Opinion

From Outposts to The Hague: The Illegality of Israel’s Land-grab Law

Right-wing politicians pushed a Knesset law to legalize illegal West Bank outposts. They might have triggered the International Criminal Court to question the legality of every single Israeli settlement.

A picture taken from the West Bank city of Hebron on February 7, 2017 shows a view of the Kiryat Arba Jewish settlement on the outskirts of the Palestinian city.
HAZEM BADER/AFP

Barely 36 hours passed between the Knesset completing the passing of the so-called “Regularization Law”, and the submission of the first petition to the Israeli Supreme Court against it (by the Adalah Legal Center for Arab Minority Rights in Israel, on behalf of Palestinian villages and NGOs).

The controversial law will allow the forced and retroactive expropriation of Palestinian private lands in the West Bank on which Jewish settlements were established. The background to the law: several successful petitions to the Supreme Court by Palestinian landowners on whose West Bank property illegal so-called “outposts” were established by Jewish settlers, most famously Amona, evacuated just a few days before the new law came into force.

Legally speaking, the case against the Regularization Law is strong and easy. It is in fact so strong that Israel’s Attorney General himself said he would not be able to defend the law in court.

The case against the law rests both upon international law and Israeli constitutional law. The West Bank is a territory under belligerent occupation – its status as such was repeatedly confirmed by the Israeli Supreme Court. Israeli law does not apply to this territory. For the Israeli parliament to attempt to legislate a law which denies the property rights of Palestinians who are not citizens of Israel and who did not vote in Knesset elections is a violation of the basic principles of democracy, and such legislation exceeds the Knesset’s sovereign powers.

It also violates the principles laid out in the international law of occupation, according to which the occupying power must act for the benefit of the local occupied population, and it transgresses specific provisions restricting the taking of private property only for military needs. These rules appear in the Hague Regulations, on whose basis the Israeli Supreme Court has ruled many times in the past.

Since the law’s declared purpose is to regulate and allow for the development of Israeli settlements in the West Bank, it also contravenes the prohibition in the Geneva Convention on occupying states transferring civilian population into occupied territories – a prohibition which most of the international community, as well as the International Court of Justice, considers, contrary to Israel’s position, as prohibiting the settlements.

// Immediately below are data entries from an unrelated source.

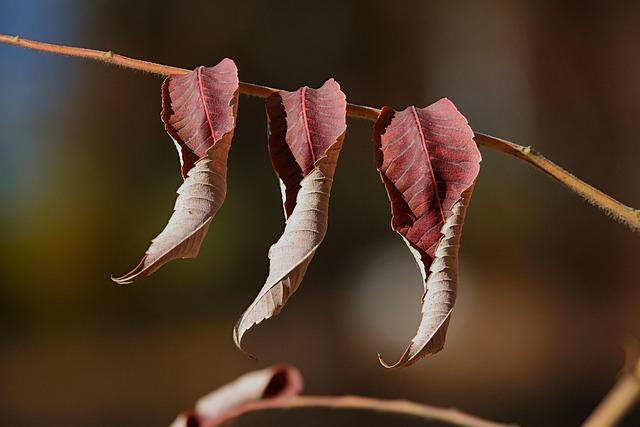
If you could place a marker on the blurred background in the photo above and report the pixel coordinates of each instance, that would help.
(549, 287)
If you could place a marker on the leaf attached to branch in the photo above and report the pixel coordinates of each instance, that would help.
(306, 130)
(428, 162)
(199, 111)
(214, 409)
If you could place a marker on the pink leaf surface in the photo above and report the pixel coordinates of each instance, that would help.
(199, 110)
(428, 162)
(306, 130)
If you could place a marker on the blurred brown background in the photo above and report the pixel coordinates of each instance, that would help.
(549, 285)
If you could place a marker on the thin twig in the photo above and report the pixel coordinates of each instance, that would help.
(624, 394)
(403, 407)
(618, 211)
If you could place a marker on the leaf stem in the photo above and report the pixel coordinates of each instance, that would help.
(624, 394)
(610, 206)
(403, 407)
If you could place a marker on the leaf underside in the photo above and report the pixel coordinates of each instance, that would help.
(199, 110)
(428, 162)
(276, 382)
(306, 131)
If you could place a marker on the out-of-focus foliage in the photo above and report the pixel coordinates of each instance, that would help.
(549, 285)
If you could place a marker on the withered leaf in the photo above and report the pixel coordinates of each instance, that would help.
(428, 162)
(214, 409)
(199, 111)
(306, 131)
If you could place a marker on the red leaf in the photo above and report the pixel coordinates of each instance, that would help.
(302, 126)
(306, 130)
(427, 159)
(199, 110)
(220, 406)
(196, 109)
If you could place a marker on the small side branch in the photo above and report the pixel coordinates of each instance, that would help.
(610, 206)
(401, 407)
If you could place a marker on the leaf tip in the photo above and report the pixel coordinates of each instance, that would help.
(238, 333)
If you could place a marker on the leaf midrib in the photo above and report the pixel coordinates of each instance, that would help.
(426, 150)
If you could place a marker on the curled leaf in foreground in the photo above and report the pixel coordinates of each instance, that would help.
(276, 382)
(199, 112)
(428, 163)
(306, 131)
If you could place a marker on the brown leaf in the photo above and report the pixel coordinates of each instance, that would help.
(199, 110)
(306, 130)
(276, 382)
(428, 162)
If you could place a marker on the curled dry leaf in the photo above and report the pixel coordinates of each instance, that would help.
(428, 162)
(276, 382)
(306, 130)
(199, 111)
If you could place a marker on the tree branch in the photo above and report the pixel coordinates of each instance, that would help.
(610, 206)
(402, 407)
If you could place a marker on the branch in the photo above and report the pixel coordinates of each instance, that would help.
(610, 206)
(624, 394)
(401, 407)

However, while in the past the Israeli Supreme Court reviewed IDF actions in the West Bank based on the international law, the novelty of this case will be the head-on clash between parliamentary legislation and international law. As the questions regarding this clash are complicated, the court may find it easier to rule mainly based on Israeli constitutional law, holding that the law violates the right to property, which is protected in Israel’s Basic Law: Human Dignity and Liberty, as well as the right to human dignity itself, which includes the right to equality, which is flagrantly violated in this case.

But while legally the case against the law is easy, the politics of law are more complicated. The presiding justices will surely know that ruling against the law would accelerate the already growing appetite of right-wing MKs to clip the Supreme Court’s wings in various forms, including a repeated proposal to allow the Knesset to “override” the court’s judgments in certain circumstances.

On the other hand, one can argue that some players in the current Israeli government coalition would be happy for the court to save the government from itself by holding the law as unconstitutional. Then, they can have twice the fun: show their right-wing base they supported the law and then show that same base their enthusiasm in attacking the “liberal”, “lefty” judges. Trump himself could take lessons from the Israeli right in this area.

But the Israeli court may not be the only one looking at the law. Looming in the shadows is the ongoing preliminary examination by the Office of the Prosecutor at the International Criminal Court at The Hague. The examination is looking into the issue of the settlements generally; one of the topics mentioned in a November 2016 report on the progress of the examination was "the regularization of constructions built without the required authorization from Israeli authorities (so-called outposts); the confiscation and appropriation of land."

The new law may end up driving the Hague prosecutor to shift from a “preliminary examination” to a full investigation, which in turn may lead to the indictment of Israelis responsible for settlement policy at the International Criminal Court. And unlike the Regularization Law appeal before the Israeli Supreme Court, such an investigation would likely open up the broader questions of Israeli West Bank settlements, highlighting other active forms of land-grab by Israel, and to the illegality of the settlements as a whole.